According to the proposal, examples of material incidents include:
- Compromises of the confidentiality, integrity, or availability of an information asset
- Degradation, interruption, loss of control, damage to, or loss of operational technology systems
- Unauthorized access by a third party that results in alteration or theft of sensitive data or information that results in a financial loss or liability
- A malicious actor offers to sell or threatens to disclose sensitive data
- A malicious actor demands payment to restore company data that was stolen or altered.
This materiality analysis would require registrants to delve deep into impacted systems, data, and networks. Organizations would need to “thoroughly and objectively” evaluate all pertinent information, including facts and circumstances surrounding the incident. The analysis should include both quantitative and qualitative factors.

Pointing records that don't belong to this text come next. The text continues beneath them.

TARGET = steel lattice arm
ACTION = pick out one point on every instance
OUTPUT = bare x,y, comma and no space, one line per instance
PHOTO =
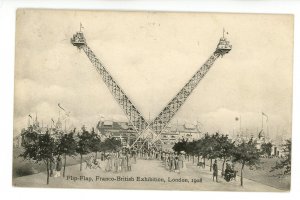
132,113
165,116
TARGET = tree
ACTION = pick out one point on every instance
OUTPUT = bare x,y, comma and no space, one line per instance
111,144
212,148
66,146
266,148
246,153
225,149
285,163
39,148
180,146
95,143
83,145
203,147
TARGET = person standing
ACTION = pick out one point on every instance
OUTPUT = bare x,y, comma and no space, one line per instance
215,171
58,166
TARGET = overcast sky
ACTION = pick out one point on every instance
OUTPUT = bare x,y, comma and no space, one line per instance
151,56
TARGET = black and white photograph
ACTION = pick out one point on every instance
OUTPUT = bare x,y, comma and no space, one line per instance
153,100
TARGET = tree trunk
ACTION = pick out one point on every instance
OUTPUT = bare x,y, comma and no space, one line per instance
65,162
242,173
223,167
47,163
80,162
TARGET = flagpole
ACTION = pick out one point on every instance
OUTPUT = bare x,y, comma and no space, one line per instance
262,121
240,125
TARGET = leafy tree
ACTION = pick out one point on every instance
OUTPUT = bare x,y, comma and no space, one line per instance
95,143
39,148
246,153
83,145
112,144
212,148
191,148
285,163
266,148
203,147
66,146
225,148
180,146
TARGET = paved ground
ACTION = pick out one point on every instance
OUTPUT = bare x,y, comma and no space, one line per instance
90,178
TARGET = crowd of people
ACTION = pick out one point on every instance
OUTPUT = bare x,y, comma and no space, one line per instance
121,161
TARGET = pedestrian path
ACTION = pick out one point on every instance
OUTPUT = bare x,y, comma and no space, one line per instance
193,178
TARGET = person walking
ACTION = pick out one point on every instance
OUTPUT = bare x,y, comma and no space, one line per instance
58,166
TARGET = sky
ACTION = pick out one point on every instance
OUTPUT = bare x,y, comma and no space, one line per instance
151,55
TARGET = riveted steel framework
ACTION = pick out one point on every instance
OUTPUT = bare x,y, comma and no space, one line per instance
134,116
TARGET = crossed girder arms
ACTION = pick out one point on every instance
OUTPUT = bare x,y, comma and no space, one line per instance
131,111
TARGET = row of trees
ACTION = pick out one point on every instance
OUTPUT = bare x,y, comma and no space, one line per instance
46,147
219,146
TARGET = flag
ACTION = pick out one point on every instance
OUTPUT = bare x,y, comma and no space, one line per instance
61,107
264,114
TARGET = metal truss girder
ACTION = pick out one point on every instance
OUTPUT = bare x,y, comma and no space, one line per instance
133,115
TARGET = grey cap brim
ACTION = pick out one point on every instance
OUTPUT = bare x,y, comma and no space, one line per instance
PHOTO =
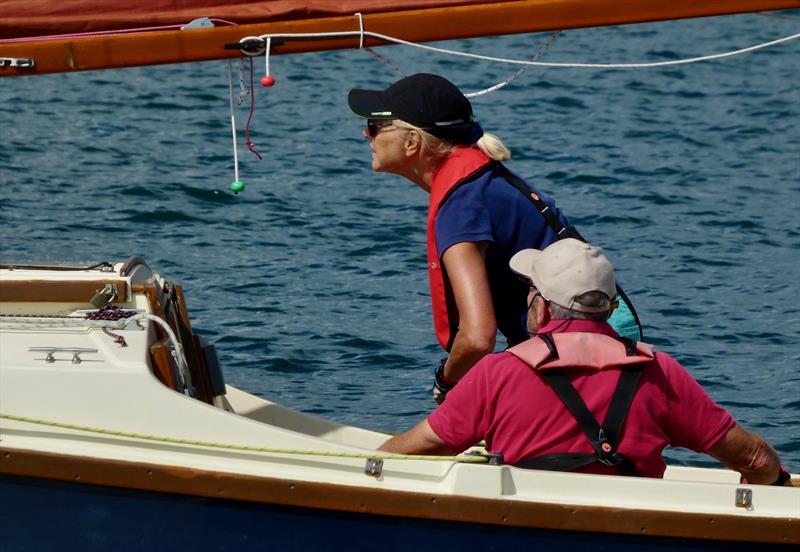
369,104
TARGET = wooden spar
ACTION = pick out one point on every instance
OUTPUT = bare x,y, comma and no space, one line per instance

This would be a towering challenge for companies that lack expertise – or even basic experience – in performing a materiality assessment. The four-day reporting deadline would exacerbate an already complex process and could strain existing security teams.
It’s time to take security seriously
The proposed rules are timely due to today’s escalating risks. The SEC says cybersecurity risks are rising due to:
- Digitization of business operations
- Increase in remote work
- Growing monetization of cyberattacks
- Proliferation of digital payments
- Increasing reliance on third-party service providers (and resulting escalation in incidents due to third-party provider vulnerabilities)
- Increasingly sophisticated and effective cyberattack methods
It’s likely that many SEC registrants are aware of risk creep. Yet many (small to mid-size publicly traded companies) haven’t seriously addressed, much less implemented, cybersecurity risk management programs. For these companies, the SEC reporting requirements would likely be a very heavy lift.
For instance, the four-day deadline to report an incident is an incredibly tight timeframe that would be challenging for most organizations, regardless of cybersecurity maturity and capabilities. Impacted organizations would need to get their forensics investigators on the ground to gather relevant data and perform a materiality analysis as quickly as possible, then deliver results within 96 hours.
Human expertise would be needed to objectively evaluate the total mix of information. For instance, the assessment should take into consideration all relevant facts and circumstances surrounding incidents, some of which may not have been captured by IT systems.
On the upside, the SEC says that reporting of material cybersecurity incidents within four days would significantly improve the timeliness of incident disclosures, as well as provide investors with more “standardized and comparable” information.
For their part, SEC registrants should take the proposed rules seriously. They provide a top-down approach to risk-based cybersecurity that can help businesses build a solid reputation – and trust – among investors, customers, and business partners.